SLD zaniepokojone początkiem rządów PiS
Jako "złe początki rządów PiS" ocenił przewodniczący SLD Wojciech Olejniczak nieodwołanie przez
ministra środowiska szefa swojego gabinetu politycznego,
skarżonego w dwóch sprawach karnych oraz działania ministra skarbu
Andrzeja Mikosza m.in. w sprawie PGNiG, które według Sojuszu
świadczą o jego "podwójnym obliczu".
Początki są bardzo złe. PiS pokazało, w jaki sposób zamierza postępować - podkreślił na konferencji prasowej w Sejmie Olejniczak. Dodał, że "rzeczą skandaliczną" jest brak reakcji zarówno premiera, ministra sprawiedliwości, jak i ministra Jana Szyszki, który - według niego - powinien natychmiast zdymisjonować Konrada Tomaszewskiego.
Wczoraj minister Szyszko sugerował na konferencji prasowej sądowi, jaki wyrok powinien zapaść 6 grudnia, gdyż minister uważa, że Tomaszewski jest niewinny. To rzecz niesłychana, na to nie można pozwolić - ocenił Olejniczak.

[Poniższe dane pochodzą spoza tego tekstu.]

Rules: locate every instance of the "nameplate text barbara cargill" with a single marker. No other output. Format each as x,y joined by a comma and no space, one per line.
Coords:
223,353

Zaapelował do ministra sprawiedliwości, aby niezwłocznie zajął się tą sprawą. Natomiast minister skarbu - w opinii SLD - zapewnia publicznie o potrzebie zachowania ładu korporacyjnego, a realizuje politykę nadzoru właścicielskiego, m.in. usiłując wpływać na porządek posiedzenia rady nadzorczej PGNiG.